October update from Dartmouth Healthcare Action Group

This is the latest update on the actions of the Dartmouth Area Healthcare Action Group as posted on FaceBook yesterday:

Linda Goss

I thought many would be interested to see the full press release of the meeting of the Healthcare Action Group with Sarah Wollaston this week.

* Dartmouth Area Healthcare Action Group

Press Release

Liz Davenport

Liz Davenport CEO Torbay and South Devon NHS Foundation Trust recently confirmed that all stakeholders in Dartmouth Healthcare were willing to participate in a working group to look at two issues

a) The viability of provision of a suitable number of beds in the new H&W facility

b) To evaluate the existing Hospital site as an option for the new H&W facility.
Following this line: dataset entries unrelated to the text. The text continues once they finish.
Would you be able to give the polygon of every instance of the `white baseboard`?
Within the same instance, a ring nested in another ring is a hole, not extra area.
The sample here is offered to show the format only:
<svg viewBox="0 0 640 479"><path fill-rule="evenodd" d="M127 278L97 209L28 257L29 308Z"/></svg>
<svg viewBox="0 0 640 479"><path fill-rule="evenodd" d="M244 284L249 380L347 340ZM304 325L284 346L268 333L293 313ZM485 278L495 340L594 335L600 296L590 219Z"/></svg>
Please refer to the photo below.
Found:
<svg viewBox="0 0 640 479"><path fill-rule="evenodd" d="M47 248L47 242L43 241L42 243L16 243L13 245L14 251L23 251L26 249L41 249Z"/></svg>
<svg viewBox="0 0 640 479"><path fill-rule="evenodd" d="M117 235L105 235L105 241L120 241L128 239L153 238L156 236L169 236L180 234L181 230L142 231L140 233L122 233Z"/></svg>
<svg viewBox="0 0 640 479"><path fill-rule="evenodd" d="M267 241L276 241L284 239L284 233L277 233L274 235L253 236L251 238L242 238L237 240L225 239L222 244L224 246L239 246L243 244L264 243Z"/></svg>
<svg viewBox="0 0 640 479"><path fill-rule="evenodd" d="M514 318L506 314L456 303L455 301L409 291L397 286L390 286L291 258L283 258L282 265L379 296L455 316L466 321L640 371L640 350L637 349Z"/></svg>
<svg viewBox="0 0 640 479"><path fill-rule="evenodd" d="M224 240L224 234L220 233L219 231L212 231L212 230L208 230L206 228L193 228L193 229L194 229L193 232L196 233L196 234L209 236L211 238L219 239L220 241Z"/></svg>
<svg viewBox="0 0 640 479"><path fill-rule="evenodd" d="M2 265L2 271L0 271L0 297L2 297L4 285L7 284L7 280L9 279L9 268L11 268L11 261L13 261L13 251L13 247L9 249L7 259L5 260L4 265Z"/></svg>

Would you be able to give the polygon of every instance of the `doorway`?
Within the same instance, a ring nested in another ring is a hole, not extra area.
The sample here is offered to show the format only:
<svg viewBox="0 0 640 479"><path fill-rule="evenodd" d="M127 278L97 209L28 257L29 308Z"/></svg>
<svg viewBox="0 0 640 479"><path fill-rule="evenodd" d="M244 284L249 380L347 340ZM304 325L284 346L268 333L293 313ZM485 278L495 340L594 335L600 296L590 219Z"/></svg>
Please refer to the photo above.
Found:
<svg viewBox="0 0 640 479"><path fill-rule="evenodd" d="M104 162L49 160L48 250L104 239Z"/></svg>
We are now awaiting detailed proposals from the Trust/CCG to get the working group underway.



Dr Sarah Wollaston MP

The DAHAG committee met with Sarah Wollaston on Friday 5th October to secure her support for the provision of beds in the new H&W facility.
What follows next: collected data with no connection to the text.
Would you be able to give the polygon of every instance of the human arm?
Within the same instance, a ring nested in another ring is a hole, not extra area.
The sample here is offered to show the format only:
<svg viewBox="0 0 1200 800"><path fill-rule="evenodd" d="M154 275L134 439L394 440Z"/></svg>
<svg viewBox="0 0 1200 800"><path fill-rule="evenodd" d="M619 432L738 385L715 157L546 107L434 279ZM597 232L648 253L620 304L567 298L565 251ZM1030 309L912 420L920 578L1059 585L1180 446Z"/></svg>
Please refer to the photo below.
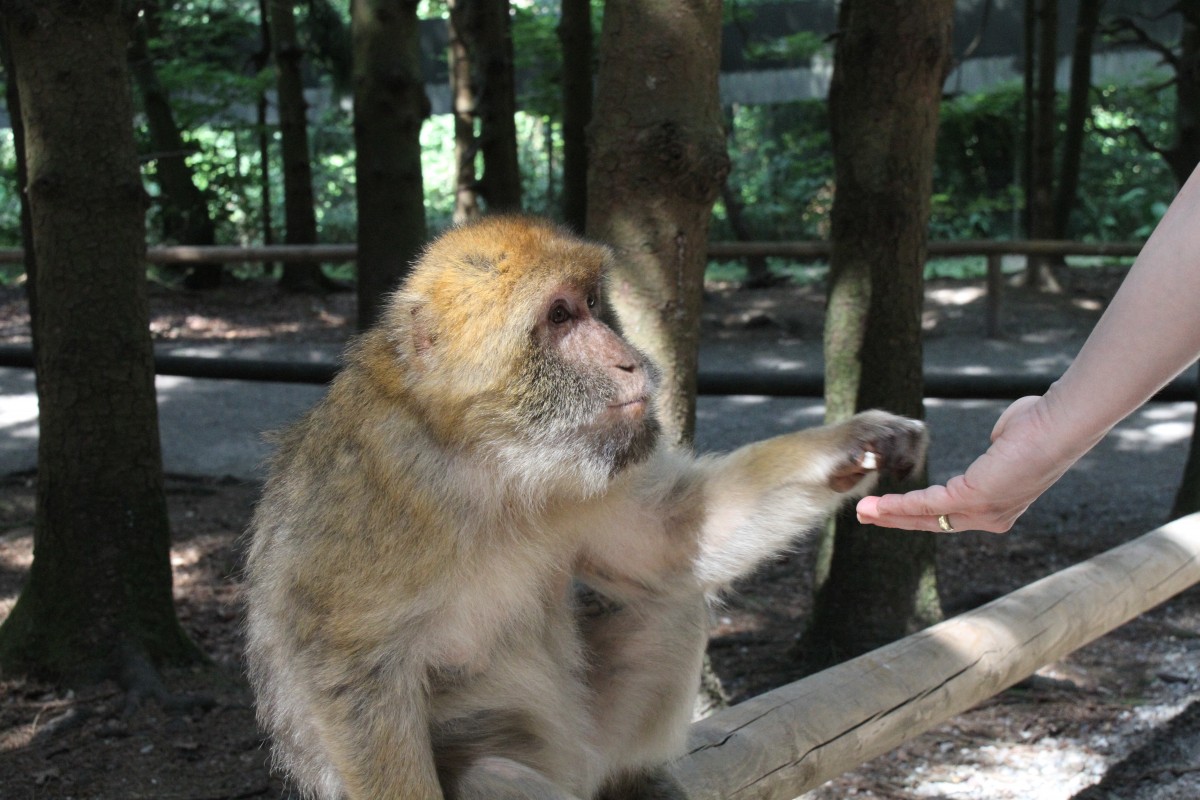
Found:
<svg viewBox="0 0 1200 800"><path fill-rule="evenodd" d="M1007 531L1117 422L1200 355L1200 169L1179 191L1062 377L1000 417L992 445L944 486L864 497L863 522Z"/></svg>

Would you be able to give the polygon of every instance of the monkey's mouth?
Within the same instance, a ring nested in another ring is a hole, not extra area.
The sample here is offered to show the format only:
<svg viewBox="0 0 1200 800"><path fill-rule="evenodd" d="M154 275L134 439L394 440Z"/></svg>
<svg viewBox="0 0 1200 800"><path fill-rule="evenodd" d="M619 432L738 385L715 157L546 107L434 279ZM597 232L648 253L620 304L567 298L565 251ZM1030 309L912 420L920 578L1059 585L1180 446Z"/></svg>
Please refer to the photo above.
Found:
<svg viewBox="0 0 1200 800"><path fill-rule="evenodd" d="M617 403L609 403L608 410L614 414L626 414L632 417L638 417L646 413L646 406L649 405L649 397L635 397L632 400L622 400Z"/></svg>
She advised that she was always at every opportunity arguing for beds in Dartmouth, and supported this aim. However she confirmed she could not see the existing Hospital reopening.

A number of issues were brought to her attention as follows;
1) The criteria for patients discharged from the main hospital to be moved to a cottage hospital had been significantly changed resulting in 11000 bed days per annum being eliminated . To put into a perspective this represented 75% of bed days required to be needed in the four cottage hospitals prior to three being closed in the Moor to Sea health area. No real explanation of where these patients have gone has so far been provided.

2) A copy of a recent set of statistics provided by the Trust were passed to Sarah Wollaston which actually showed that against the new criteria 5/6 beds were needed.

3) Statistics were provided which showed that the average of sickness/absence days in the South West averaged 6.5 days per annum whilst the Trust staff averaged 9.8 days per annum, which if brought down to the average would reduce costs by £2.4 M p.a. The Chairman commented that the Trust should be leading the way given they are in the Healthcare business.

4) The Chairman put the case that the existing hospital site should be considered as an option for the new H&W facility, highlighting that it had the capacity for all the envisaged facilities including beds.
He also highlighted that the SHDC proposal would drain off healthcare monies as the SHDC borrowing costs were higher than the Trust could borrow at, equivalent to a District Nurses cost p.a. as well as the other costs that would be incurred by leasing to the benefit of SHDC and the fact that at the end of the lease term the Trust would not have an asset. Whereas they own the existing site and would have an appreciating asset if they funded the build.
The Mayor also added that there was a good economic case for the existing site as it brought people into the town spending in shops and facilities.
Sarah Wollaston however stated she believed strongly that the new facility should be at the top of Town particularly because this is where the deprived people are housed and there was better parking.
Significant offence was taken to the reference to deprived people and there was some debate on this issue.

There was further debate about the issues raised and also reference to the ambulance service. It was suggested that while a recent report stated that the ambulance service was meeting the standards they were distorted by servicing the main centres of population.

The meeting concluded and the group will seek to meet again in 6-8 weeks’ time.

It is planned to hold a further Town meeting in October – to be confirmed.
Dartmouth Caring , the PPG and SHDC Councillors have been invited so that a clear consensus can be achieved to take the communities needs forward in a consolidated and unified way.